As adults, we have a collective duty and responsibility to safeguard all children and to ensure all children are happy and safe. As a community and a country, there is no ‘your children' versus 'our children’. It must always be our children. Protect our children, at all cost. Children are the best, and promise of what we could have in a fair and just world!

If I had one message for all children in the world, it would be this- be bold, dream big and most important, be the change you imagine for yourself! Never care what people think of you, never let anyone put you down, be respectful and kind, make mistakes, learn from mistakes and try harder. If you fall, get up, try again. Try to look for, listen to, celebrate your successes and failing is always an option.

Most importantly, never, ever wait for someone to change what's wrong- change it yourself and make it right in your space, amongst your community, your life.


Growing up, I had never been the smartest, fastest child. Sure, there were many things I loved to do- play the piano, take ballet classes, but my head was usually in the clouds or buried in a storybook or newspaper; I was forgetful, clumsy and awkward in the real world.

When I was 8, I wanted to be Tarzan and swing from tree to tree, while I charged through the jungle and saved the day. A friend told me that girls couldn’t be Tarzan. "Why not?" I asked? " because Tarzan was a boy!" she replied.

Why did Tarzan have to be a boy? Tarzan could be a girl too - I could be a girl Tarzan! And so I climbed my parent’s bookshelf, which went all the way to the ceiling and leapt across to catch the hanging lights in the middle of the living room. I caught the lights but promptly pulled the whole fixture down and crashed to the floor. At that exact moment, my parents walked in through the door. There were cuts and bruises and screaming, and I believe I was grounded but oh, that split second when I was Tarzan, not a boy or a girl jungle person! Just Tarzan!

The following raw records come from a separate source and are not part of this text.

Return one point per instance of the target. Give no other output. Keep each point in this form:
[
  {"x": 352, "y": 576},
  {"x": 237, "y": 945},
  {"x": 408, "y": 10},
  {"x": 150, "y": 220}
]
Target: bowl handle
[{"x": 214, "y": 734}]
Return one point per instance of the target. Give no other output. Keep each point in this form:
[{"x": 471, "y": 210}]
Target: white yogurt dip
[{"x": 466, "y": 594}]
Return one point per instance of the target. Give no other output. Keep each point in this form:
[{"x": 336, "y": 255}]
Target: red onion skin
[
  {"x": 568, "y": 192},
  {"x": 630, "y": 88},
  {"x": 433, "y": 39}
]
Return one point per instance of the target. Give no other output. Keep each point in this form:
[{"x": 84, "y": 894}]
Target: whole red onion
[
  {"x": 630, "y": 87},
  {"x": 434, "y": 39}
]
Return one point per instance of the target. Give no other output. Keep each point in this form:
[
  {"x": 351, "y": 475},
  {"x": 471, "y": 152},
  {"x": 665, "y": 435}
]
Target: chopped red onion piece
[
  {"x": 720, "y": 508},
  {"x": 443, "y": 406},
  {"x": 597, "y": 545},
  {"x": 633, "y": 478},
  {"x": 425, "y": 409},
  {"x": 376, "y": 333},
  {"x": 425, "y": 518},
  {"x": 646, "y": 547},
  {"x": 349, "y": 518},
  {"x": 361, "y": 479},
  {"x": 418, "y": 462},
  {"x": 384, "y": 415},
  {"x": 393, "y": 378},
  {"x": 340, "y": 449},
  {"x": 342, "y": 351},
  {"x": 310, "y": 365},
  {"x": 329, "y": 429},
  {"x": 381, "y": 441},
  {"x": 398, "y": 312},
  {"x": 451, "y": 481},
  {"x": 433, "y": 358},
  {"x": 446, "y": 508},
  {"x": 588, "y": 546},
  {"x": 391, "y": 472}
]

There were times, I would observe little kids, selling cakes (like my father did when he was young and poor) and would buy as many spicy potato chips from poor children in the evenings, who rang the bell and waited at our gates. All my pocket money would go to buying and eating everything that the children sold. My parents were dismayed and predicted I would give all my money away if someone asked for it and have nothing to show for it.

My imagination allowed me to dream big and create fantastic stories and characters which allowed me to drift off and be who I wanted to be and land in any part of this world or next- a scientist, an explorer, a chef. My imagination and determination to be and do anything I imagined, gave me endless possibilities to difficult questions but it also got me into many difficult situations both in school and at home. I couldn’t tell you the number of times I spoke out of turn in class discussions, received detention for forgetting homework or doing something I wasn't suppose to. I was invincible... except when I didn’t see where I was going and promptly fell into the drain in front of me or walked into a wall or went to school without my school bag because I was too busy, being brave in my day dreams. There were many mistakes and hurt and embarrassment, and the daydreams were confined in safer places- in between doing my homework, right before I fell asleep or in between reading books. The awkwardness fell away as I got older in college and I spoke up more and said, when things were wrong.

When I was 17, I read about the hostages in Iran, held in the American embassy by student rebels, who had overturned the government and sent the Shah of Iran fleeing. During school recess, I daydreamed of rescuing the hostages, quieting the revolution and saving the day. I followed the news months later, reading everything I could about the horrible tragedy and admiring Jimmy Carter for his compassion and patience and thinking, when I grow up, I wanted to save people and help the repressed.

I didn’t understand politics or the dynamics of what happened in Iran but I knew there was a whole world waiting for me when I was done with school and there were opportunities for me to do something with my life- to explore, to learn about, to imagine and to act! To push myself and strive, even if I wasn't the smartest or the best. I just had to go out there and be bold and embrace my differentness; listen to the beat and march to my own song. I was always searching for causes and people I wanted to help, learn from, share with- soup kitchens, the homeless, children in inner city areas, children in foster care, working in the public libraries, gardening, painting with kids in an after-school programme but not quite comfortable with what I tried. I told myself, I would know what my cause would be- just keep trying and exploring.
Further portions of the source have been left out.